Nuclear Emergency Declared After Japan Earthquake: Meltdown Possible

After a devastating earthquake struck Japan, leaving its citizens searching for family members and loved ones. A tsunami emerged and added to the devastation. Now, Japan has initiated a Nuclear Emergency after several of their nuclear reactor cooling systems failed.

Evacuations have begun around the reactors that pose the biggest threat, as the Japanese authorities are forced to release radioactive steam into the air.

According to the USA Today,

Japanese authorities are venting radioactive steam into the air after the earthquake on Friday critically damaged a nuclear reactor at Fukushima Daiichi plant.

 The government ordered thousands of people living within 6 miles of the plant to evacuate. Early Saturday, it declared a nuclear emergency at a second power plant where a cooling system had also failed.

When an earthquake strikes, the plants automatically shut down, but the radioactive material continues to decay and produce heat. Reactor cooling systems, which rely on electric pumps to circulate water around the nuclear core, are designed to prevent overheating and pressure buildups.

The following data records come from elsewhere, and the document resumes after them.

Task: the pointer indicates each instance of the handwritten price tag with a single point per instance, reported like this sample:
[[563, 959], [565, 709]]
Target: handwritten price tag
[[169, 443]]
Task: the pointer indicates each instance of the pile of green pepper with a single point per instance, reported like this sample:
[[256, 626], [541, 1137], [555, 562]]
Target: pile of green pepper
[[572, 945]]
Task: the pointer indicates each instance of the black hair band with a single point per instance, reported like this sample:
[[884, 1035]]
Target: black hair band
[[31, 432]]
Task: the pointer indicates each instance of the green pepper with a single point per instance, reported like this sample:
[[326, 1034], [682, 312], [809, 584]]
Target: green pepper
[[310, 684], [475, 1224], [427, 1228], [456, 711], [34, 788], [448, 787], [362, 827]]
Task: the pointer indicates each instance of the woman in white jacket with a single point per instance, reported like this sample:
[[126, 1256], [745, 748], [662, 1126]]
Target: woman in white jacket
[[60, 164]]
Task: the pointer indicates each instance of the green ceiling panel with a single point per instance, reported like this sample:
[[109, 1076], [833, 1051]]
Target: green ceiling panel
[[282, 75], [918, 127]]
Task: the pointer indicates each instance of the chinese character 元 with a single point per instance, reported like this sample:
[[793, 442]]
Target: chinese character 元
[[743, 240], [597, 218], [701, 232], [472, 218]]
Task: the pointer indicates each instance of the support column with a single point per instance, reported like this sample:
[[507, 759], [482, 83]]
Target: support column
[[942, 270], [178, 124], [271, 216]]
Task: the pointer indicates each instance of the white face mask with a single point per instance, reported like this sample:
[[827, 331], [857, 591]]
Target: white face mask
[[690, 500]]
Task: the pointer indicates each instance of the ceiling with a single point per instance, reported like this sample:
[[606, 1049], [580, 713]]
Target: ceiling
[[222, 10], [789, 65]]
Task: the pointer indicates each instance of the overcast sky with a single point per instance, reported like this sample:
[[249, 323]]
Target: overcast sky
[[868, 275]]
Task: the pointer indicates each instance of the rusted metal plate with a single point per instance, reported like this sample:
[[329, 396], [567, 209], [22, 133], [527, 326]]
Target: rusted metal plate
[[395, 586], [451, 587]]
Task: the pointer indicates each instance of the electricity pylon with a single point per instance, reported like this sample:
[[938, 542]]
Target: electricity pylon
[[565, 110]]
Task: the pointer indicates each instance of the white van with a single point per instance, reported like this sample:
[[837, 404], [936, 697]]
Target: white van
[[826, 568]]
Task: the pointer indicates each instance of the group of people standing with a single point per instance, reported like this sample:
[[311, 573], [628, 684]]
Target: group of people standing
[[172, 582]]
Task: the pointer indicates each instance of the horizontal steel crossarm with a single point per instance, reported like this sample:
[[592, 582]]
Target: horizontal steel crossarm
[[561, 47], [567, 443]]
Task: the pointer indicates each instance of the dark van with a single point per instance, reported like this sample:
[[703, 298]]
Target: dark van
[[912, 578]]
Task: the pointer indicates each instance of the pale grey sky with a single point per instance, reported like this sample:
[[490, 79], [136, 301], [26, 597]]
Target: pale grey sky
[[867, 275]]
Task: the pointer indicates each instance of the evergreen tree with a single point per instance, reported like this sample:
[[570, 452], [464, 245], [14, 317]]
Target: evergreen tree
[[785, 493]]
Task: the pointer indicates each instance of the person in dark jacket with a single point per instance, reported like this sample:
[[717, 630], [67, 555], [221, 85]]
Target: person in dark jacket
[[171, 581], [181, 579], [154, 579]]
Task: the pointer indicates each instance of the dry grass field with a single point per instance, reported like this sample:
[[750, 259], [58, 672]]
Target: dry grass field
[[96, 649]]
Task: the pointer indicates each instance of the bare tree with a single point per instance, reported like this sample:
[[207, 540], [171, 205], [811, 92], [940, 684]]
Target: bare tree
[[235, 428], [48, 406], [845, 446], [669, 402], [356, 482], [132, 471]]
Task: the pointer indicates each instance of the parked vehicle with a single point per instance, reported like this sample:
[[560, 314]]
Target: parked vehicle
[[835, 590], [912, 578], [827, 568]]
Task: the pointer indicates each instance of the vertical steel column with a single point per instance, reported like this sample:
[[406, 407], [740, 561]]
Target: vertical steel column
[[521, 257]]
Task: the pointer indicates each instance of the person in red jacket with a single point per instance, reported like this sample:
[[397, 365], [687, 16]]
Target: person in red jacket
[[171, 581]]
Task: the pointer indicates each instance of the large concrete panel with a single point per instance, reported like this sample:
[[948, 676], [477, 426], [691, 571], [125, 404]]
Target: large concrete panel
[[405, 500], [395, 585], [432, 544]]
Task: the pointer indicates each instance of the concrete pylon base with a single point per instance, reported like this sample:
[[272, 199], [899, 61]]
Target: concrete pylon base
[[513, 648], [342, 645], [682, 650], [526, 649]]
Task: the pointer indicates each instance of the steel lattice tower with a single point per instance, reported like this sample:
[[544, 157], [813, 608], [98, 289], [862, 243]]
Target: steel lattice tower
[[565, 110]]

It seems that the earthquake in Fukushima damaged the plant’s backup diesel generator, this is forcing all the pumps to run on battery power. But despite all efforts workers have been unable to restore the systems.

Japan’s nuclear safety agency said pressure inside the reactor had risen to abnormal levels and radiation levels inside the facility had surged to 1,000 times more than normal.

The government said it would have to release vapor from the reactor to lower the pressure and avoid a meltdown.

Chief Cabinet Secretary Yukio Edano said the amount of radioactivity in vapor would be “very small” and would not harm people or the environment. 

“With evacuation in place and the ocean-bound wind, we can ensure the safety,” he said at a news conference early Saturday. 

While relieving some of the pressure may give workers enough time to restore the cooling systems the window for success must be achieved within 12 to 24 hours tops.

It has the potential to be catastrophic,” said Robert Alvarez, a senior scholar at the Institute for Policy Studies in Washington, and a former senior policy adviser to the Energy Secretary during the Clinton administration.

If the cooling is not restored quickly, the core can overheat, causing the water to boil over and exposing the core to air. The interior can catch fire and cause a meltdown, releasing nuclear material into the concrete containment dome that surrounds the reactor, Alvarez says.

Is this barrier going to be sufficient?” Alvarez said. “It’s a dicey proposition. The best you can say is, stay tuned.” 

The Prime Minister reported that  “no reports of any radioactive materials or otherwise affecting the surrounding areas.” The government declared emergencies at two of it’s reactors, as the defense ministry sent specially trained troops who handle chemical attacks to the plant in case there was a radiation leak.

The Japanese have a well thought out safety system in place for incidences like this, since they suffer many earthquakes. So, hopefully they will get control of this problem and the radiation that has to be released will not cause any harm.